Review: Together 3 one of the better file and data organizers for the Mac
By Stuart Gripman
At a glance
Most of us amass disparate pieces of information we need to keep around, be they receipts for online purchases, scans of important documents, or just notes we’ve typed. Together 3 aims to keep all those bits of information in one easy to organize place. Building upon the already excellent Together 2, the new revision adds some compelling capabilities.
Together presents your information in three columns. On the left you’ll find a list of sources, various groupings of the items you’ve created or placed in Together. Some of the sources are automatically populated—the Images source, for example, contains every image file in your Together library. You can create custom groups that, like iTunes playlists or iPhoto albums, hold whatever items you drag into them. Together also offers “smart” groups that are automatically populated based on user specified search terms. Clicking a toggle at the top of the column presents a list of the tags that have been applied in the current library. Avid taggers will want to take advantage of custom Tag Bundles, which are basically folders for grouping similar tags.
Click any of your left-column sources and Together lists its constituent items in the center column. Each line shows the item’s name, type, size, creation date, and preview if available (icon if not). Click on the list item and it loads in the rightmost column. Plain and rich text items can be edited directly inside Together. Other types will display a preview when possible and an icon when all else fails. Double click a list item to open it in its native application.
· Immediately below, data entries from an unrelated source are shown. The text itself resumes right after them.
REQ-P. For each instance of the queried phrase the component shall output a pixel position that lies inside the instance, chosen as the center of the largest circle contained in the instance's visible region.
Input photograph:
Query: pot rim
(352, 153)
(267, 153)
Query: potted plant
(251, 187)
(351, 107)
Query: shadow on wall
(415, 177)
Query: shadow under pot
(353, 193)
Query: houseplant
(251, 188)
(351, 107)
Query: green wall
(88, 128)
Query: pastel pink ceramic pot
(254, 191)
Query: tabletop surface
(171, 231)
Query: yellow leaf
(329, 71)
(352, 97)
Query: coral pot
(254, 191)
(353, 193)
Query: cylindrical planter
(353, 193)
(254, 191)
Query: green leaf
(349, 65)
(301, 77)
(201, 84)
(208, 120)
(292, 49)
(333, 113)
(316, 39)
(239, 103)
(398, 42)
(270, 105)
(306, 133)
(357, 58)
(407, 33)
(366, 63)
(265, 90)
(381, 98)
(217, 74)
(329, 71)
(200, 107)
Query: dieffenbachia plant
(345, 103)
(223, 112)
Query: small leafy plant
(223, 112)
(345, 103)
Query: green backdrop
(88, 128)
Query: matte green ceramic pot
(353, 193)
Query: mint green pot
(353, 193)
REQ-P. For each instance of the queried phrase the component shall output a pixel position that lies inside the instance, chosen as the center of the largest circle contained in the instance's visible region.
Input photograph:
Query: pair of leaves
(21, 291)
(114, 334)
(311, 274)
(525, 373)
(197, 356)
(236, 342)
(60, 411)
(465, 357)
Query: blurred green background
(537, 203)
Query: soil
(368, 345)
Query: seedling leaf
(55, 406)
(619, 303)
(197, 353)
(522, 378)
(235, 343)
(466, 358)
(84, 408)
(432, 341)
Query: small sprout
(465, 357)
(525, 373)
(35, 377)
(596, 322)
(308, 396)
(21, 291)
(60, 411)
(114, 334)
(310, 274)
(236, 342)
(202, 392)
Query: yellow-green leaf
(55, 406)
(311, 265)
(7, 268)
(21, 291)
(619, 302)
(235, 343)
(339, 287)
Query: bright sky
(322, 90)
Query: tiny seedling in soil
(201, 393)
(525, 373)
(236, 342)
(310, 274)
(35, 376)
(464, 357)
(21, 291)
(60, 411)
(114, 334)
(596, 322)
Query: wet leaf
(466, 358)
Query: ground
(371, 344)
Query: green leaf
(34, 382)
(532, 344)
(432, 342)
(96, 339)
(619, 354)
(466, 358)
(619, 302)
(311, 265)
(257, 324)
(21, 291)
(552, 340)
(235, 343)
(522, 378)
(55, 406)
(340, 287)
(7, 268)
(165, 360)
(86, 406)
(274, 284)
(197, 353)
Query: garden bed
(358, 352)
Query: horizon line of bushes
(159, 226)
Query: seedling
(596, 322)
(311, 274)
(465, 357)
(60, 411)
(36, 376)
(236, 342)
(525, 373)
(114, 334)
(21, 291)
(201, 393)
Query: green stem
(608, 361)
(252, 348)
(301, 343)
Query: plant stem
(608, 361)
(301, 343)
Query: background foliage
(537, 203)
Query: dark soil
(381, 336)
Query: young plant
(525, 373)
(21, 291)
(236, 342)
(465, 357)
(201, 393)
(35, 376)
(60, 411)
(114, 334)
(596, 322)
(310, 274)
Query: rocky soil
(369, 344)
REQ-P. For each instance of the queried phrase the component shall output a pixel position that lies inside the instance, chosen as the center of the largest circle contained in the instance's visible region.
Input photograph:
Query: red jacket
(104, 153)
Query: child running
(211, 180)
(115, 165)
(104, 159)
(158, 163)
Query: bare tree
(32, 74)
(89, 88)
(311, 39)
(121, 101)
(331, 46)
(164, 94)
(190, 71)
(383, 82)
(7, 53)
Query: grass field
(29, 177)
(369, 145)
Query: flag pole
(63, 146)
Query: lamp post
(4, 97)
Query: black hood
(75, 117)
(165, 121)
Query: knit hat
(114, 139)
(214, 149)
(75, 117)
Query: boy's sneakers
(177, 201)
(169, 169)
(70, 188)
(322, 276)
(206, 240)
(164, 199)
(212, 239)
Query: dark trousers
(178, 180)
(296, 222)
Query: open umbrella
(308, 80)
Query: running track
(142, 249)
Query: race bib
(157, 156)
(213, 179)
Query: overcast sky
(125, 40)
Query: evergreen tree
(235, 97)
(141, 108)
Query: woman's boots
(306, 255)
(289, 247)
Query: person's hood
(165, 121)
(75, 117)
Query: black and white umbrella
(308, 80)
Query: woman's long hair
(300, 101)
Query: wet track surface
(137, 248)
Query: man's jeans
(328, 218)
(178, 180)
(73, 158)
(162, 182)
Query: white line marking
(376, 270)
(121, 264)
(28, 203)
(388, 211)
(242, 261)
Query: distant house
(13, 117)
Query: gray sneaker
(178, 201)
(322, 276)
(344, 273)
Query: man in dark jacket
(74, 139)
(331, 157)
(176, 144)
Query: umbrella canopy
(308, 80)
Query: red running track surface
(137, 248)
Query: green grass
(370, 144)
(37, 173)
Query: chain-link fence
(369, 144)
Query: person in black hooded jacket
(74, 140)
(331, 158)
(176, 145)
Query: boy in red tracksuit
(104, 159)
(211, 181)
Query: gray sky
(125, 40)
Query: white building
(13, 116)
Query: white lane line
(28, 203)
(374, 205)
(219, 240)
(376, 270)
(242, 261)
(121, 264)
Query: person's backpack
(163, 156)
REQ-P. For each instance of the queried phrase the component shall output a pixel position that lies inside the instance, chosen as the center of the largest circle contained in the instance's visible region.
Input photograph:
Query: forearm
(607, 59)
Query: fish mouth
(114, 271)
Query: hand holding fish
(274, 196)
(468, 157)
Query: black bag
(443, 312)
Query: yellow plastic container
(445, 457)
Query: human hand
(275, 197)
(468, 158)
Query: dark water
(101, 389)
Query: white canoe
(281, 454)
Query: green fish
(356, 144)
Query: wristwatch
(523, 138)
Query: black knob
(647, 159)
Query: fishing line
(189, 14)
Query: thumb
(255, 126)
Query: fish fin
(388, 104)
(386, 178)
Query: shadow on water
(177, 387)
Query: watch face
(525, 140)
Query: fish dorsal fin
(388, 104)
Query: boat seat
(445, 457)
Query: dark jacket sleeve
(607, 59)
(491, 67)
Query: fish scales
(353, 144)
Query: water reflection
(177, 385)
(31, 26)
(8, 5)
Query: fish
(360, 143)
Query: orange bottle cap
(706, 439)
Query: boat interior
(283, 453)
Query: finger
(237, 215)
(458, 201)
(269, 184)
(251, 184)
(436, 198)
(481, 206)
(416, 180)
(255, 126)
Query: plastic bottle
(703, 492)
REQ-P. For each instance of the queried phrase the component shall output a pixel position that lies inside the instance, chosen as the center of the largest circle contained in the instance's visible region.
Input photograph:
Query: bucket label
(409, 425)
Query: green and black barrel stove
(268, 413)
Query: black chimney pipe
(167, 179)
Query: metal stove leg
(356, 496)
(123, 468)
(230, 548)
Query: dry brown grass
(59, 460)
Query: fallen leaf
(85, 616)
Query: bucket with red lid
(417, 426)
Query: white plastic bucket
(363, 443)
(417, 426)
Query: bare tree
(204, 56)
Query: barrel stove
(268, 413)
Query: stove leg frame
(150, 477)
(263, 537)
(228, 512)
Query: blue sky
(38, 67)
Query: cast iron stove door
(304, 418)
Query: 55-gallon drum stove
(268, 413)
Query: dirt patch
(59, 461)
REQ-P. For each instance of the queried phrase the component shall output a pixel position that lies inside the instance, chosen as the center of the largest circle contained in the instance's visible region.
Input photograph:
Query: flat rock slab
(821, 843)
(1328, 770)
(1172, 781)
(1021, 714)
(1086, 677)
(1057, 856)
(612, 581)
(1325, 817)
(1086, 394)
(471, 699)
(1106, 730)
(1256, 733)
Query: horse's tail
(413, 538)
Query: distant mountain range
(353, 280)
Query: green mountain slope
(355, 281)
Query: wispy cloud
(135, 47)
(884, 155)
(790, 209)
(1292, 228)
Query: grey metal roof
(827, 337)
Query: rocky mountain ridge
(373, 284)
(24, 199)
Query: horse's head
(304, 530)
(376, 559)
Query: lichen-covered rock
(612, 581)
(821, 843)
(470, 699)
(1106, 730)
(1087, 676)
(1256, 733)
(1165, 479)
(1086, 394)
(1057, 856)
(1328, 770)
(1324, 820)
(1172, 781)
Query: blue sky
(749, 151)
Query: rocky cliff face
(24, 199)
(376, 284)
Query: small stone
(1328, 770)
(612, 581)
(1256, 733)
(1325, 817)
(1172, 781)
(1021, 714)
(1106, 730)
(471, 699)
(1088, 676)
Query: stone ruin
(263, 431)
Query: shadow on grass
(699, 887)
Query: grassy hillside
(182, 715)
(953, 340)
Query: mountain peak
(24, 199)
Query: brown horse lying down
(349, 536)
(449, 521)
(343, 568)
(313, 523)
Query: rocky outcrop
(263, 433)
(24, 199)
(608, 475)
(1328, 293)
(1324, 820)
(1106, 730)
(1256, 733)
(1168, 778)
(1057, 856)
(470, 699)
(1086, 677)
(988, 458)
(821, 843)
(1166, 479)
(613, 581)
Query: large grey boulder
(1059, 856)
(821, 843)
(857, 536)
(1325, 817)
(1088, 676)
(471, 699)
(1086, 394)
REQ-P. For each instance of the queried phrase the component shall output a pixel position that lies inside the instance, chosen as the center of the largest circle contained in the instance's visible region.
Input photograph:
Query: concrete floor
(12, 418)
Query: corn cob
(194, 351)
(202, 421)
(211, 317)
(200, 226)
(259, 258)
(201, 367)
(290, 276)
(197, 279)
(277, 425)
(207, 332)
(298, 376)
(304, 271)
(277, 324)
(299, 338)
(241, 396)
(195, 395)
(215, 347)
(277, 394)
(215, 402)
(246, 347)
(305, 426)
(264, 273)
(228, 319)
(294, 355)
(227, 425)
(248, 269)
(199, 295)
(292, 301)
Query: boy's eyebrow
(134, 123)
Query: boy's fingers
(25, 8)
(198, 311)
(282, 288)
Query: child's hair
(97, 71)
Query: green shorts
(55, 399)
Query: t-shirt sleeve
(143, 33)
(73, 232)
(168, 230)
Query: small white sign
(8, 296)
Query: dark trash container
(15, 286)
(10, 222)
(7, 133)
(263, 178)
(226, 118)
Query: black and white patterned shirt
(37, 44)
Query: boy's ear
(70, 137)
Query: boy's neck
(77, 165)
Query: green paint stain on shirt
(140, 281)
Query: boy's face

Together 3 executes its core duties with the same aplomb as the lauded Together 2. But this version packs several new features that enhance the experience. The general design has been refined in subtle ways including tabbed viewing for those editable text items and a popup item information pane that can be invoked by simply pressing the space bar.
The new Stationery feature allows you to take any item of any type and designate it as stationery. When an item is selected from the Stationery popup list Together creates a fresh copy and places it in your library. What I find compelling about Together’s approach is that anything can be stationery. I have several FileMaker Pro databases that I frequently copy and customize for different needs. Dropping them into Together as stationery allows me to spin off versions as needed with the assurance that I’ll always have a pristine copy when I need one.
Together 3 adds iCloud storage and syncing. Create an iCloud-based library and all your Macs can share it. For those who stay within Apple’s walled garden this can be useful, but it’s not without fine print. It’s only available to those who purchase Together through Apple’s Mac App Store. Obtain the product any other way, including the developer’s own website, and you’re out of luck. Also, existing Together libraries can’t be moved to iCloud automatically; one must create an empty iCloud library and import the contents of any pre-existing libraries. With no Web or smart phone apps, Together’s cloud play can’t approach the offerings of rivals like Evernote with its Mac OS, iOS, Windows, and Android clients. And as with all cloud-based storage services, you’re not in control of your data. While corruption, loss and theft of your data are unlikely, you don’t get a say in how it’s handled.
Together 3 builds on the success of previous versions and remains one of the best executed note and file organizers out there. It’s not for those who need to collaborate with other people on a variety of computing platforms, but it’ll serve everybody else quite well.